Our latest book is Sea Stories: My Life in Special Operations by Admiral William H. McRaven. He’s a retired Navy SEAL and his extraordinary career spanned decades.

 

While he vividly described his physically exhausting, mentally demanding, heroically intense training, I couldn’t help but think about the connection between feelings and actions.

 

Navy SEAL training is an extreme example of feeling the fear and doing it anyway. They feel fear and pain and confusion and hunger and uncertainty and thirst and disappointment and they do it all anyway.

 

Sometimes we think people like Navy SEALs don’t feel. They have no fear or they don’t feel pain so it’s easier for them to do what they do.

 

Turns out it’s not that simple.

 

They feel it all, they just do what they need to do anyway. They act in spite of . . . pain, hunger, fear.

 

It’s so much less convenient to know this.

 

If we can believe that some people are special and they don’t feel the way we do, then we can keep our excuses for not acting in a way we’d be proud of.

 

But anyone can feel fear and do it anyway. It’s a decision.

You’ve done it before.

You can feel an itch and not scratch it.

For dogs we put a special collar around their neck to prevent it. But with humans we can just use our minds.

 

If we know that touching our face or biting our nails in the time of COVID-19 puts us in danger, then we stop. We feel the urge and we don’t respond. We change our behavior in spite of the temporary discomfort.

 

This is the exact same method we can use to stop overeating.

 

When you know you’re physically satisfied (you were hungry and you ate just enough) and you feel the urge/discomfort/craving to eat some more, let it pass.

Feel it all the way through, but don’t act on it.

Do that enough times and the urge actually goes away.

You retrain your brain not to expect a reward for that feeling.

 

I’m not a big believer in using willpower to get things done.

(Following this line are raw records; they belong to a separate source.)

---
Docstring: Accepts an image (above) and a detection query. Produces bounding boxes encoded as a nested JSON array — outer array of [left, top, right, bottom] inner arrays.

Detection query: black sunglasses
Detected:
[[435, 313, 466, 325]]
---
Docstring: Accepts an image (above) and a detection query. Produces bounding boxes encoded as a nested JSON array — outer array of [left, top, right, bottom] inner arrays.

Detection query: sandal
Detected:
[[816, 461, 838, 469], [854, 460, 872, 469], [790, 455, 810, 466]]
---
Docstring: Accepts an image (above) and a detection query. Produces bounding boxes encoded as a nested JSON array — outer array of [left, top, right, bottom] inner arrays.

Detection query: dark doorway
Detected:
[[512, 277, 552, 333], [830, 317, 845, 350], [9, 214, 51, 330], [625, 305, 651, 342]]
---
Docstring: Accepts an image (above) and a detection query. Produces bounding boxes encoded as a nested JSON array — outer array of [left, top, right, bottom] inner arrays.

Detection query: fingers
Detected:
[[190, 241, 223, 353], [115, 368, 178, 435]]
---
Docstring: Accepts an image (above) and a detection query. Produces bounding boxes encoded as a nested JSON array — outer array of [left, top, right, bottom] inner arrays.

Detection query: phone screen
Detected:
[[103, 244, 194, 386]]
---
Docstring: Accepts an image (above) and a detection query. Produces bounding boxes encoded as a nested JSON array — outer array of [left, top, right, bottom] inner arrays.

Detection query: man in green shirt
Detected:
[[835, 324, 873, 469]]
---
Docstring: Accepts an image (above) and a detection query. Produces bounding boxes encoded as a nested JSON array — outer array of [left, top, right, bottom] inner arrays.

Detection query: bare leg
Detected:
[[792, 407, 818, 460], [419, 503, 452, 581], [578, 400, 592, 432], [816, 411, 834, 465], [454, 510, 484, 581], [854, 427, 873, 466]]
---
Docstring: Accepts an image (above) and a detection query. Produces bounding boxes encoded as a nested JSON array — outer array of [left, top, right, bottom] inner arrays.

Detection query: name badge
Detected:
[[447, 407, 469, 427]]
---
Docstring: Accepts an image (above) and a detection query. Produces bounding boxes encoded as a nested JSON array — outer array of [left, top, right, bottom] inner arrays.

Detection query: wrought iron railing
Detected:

Science backs this up—it’s a limited resource and ineffective over the long-term.

 

Feeling the fear or discomfort is the opposite of muscling through or using willpower. With willpower you ignore—with feeling and choosing differently you’re creating new connections in your brain.

 

There is a mental trick that makes all this feeling and acting a bit easier—it helps the SEAL persevere, the face-toucher stop and the snacker forgo treats.

 

It’s remembering your compelling reason.

 

Whether that’s serving your country, preventing illness or behaving in a way that makes you proud, committing to a value or ideal you hold dear makes all the difference.

 

The most effective reasons have something to do with who you want to be.

 

Looking good in your jeans will only get you so far—when a pandemic hits and you’re not going out, pants size might mean a whole lot less.

 

Do you want to be an example for your family or community?

Do you want to be the kind of person who keeps her word to herself?

Do you want to be around for your loved ones or to see a dream realized?

 

Think BIG. And get excited. The more compelling the reason, the better the chances of following through.

 

When you can figure out how to feel urges and still decide on a behavior that supports your bigger vision for yourself there’s nothing you can’t do.